Séance suivie du Ciné-club du Caméo animé par Henri Larski

Avec La Panthère rose (1963), Blake Edwards livre une comédie élégante, légère en apparence, mais d’une redoutable précision dans son art du décalage. Souvent réduit dans la mémoire collective à la figure de l’inspecteur Clouseau, le film est pourtant plus subtil qu’un simple enchaînement de gags : c’est une mécanique du ridicule, du malentendu et de la séduction, menée avec un sens remarquable du rythme et de la mise en scène.

Le premier plaisir du film tient à son raffinement de ton. Edwards ne cherche jamais la farce lourde ; il préfère l’ironie, l’absurde discret, le déséquilibre progressif. Tout repose sur une forme de sophistication comique, où les apparences mondaines, le luxe, les belles manières et les intrigues galantes servent de décor à un désordre croissant. Le film joue ainsi sur un contraste constant entre l’élégance du cadre et la bêtise des situations, ce qui lui donne un charme très particulier.

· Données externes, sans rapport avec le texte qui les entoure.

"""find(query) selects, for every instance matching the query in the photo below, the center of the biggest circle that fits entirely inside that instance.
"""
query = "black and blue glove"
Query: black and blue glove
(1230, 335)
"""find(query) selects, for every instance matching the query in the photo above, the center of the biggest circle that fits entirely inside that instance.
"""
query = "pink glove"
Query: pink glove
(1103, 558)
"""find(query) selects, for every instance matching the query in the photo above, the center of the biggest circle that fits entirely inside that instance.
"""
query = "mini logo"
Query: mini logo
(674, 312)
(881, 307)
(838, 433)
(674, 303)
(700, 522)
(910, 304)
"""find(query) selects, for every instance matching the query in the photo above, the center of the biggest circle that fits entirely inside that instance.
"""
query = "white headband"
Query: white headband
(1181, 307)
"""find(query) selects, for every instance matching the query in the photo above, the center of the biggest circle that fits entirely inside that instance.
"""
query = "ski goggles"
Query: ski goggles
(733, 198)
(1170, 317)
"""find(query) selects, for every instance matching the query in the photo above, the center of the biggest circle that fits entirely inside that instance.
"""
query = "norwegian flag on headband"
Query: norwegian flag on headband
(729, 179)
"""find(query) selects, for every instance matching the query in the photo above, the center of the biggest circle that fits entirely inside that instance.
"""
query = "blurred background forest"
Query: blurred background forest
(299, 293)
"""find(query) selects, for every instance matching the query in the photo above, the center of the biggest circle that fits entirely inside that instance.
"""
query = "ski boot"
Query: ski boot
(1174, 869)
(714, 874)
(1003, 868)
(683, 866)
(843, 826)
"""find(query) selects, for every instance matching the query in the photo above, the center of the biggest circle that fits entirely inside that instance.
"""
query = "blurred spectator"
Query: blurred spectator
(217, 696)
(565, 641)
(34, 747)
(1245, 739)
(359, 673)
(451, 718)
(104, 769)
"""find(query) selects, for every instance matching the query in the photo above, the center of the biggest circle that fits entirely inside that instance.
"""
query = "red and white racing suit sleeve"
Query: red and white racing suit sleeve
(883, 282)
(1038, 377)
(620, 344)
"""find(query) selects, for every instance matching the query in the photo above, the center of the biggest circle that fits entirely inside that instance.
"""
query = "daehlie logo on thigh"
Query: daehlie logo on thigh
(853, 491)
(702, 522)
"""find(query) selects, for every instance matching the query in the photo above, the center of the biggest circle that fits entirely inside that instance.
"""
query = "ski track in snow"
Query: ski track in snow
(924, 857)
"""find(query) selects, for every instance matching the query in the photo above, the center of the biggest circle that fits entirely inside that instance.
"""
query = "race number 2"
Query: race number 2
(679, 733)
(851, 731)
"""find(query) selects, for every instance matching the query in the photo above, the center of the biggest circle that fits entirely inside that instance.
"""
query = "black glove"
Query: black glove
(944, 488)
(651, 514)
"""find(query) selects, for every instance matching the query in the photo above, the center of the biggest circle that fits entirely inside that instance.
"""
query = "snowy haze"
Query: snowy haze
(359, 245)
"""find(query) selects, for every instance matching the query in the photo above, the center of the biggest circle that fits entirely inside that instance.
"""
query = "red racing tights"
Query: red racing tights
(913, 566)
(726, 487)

Peter Sellers, dans le rôle de l’inspecteur Jacques Clouseau, incarne évidemment le cœur burlesque du film. Son personnage n’est pas seulement maladroit : il est sûr de lui au point d’en devenir aveugle, et c’est cette assurance absurde qui le rend si drôle. Clouseau avance dans l’intrigue sans jamais comprendre pleinement ce qui lui échappe, transformant chaque enquête en suite de faux pas. Pourtant, Sellers ne compose pas une simple caricature : il donne à son personnage une étrangeté, une raideur et une naïveté qui font de lui une figure à la fois grotesque et presque poétique.

Mais La Panthère rose ne repose pas uniquement sur lui. Le film fonctionne aussi comme une comédie de mœurs et de séduction, portée par David Niven, Capucine, Claudia Cardinale et Robert Wagner. Cette dimension chorale enrichit l’ensemble : les désirs circulent, les identités se troublent, les stratégies amoureuses croisent les intérêts criminels. Blake Edwards s’amuse à brouiller les lignes entre enquête policière, vaudeville sophistiqué et satire mondaine.

La mise en scène se distingue par sa fluidité et son sens du mouvement. Edwards sait exactement comment faire naître un gag d’un regard, d’un silence, d’un détail dans le cadre. Il ne force pas l’effet comique : il le laisse monter, souvent avec une patience qui rend la chute plus savoureuse. Cette maîtrise donne au film une qualité presque musicale, renforcée par l’inoubliable partition d’Henry Mancini, dont le thème principal participe pleinement à l’identité du film. Rarement une musique aura autant contribué à créer un univers à la fois joueur, chic et immédiatement reconnaissable.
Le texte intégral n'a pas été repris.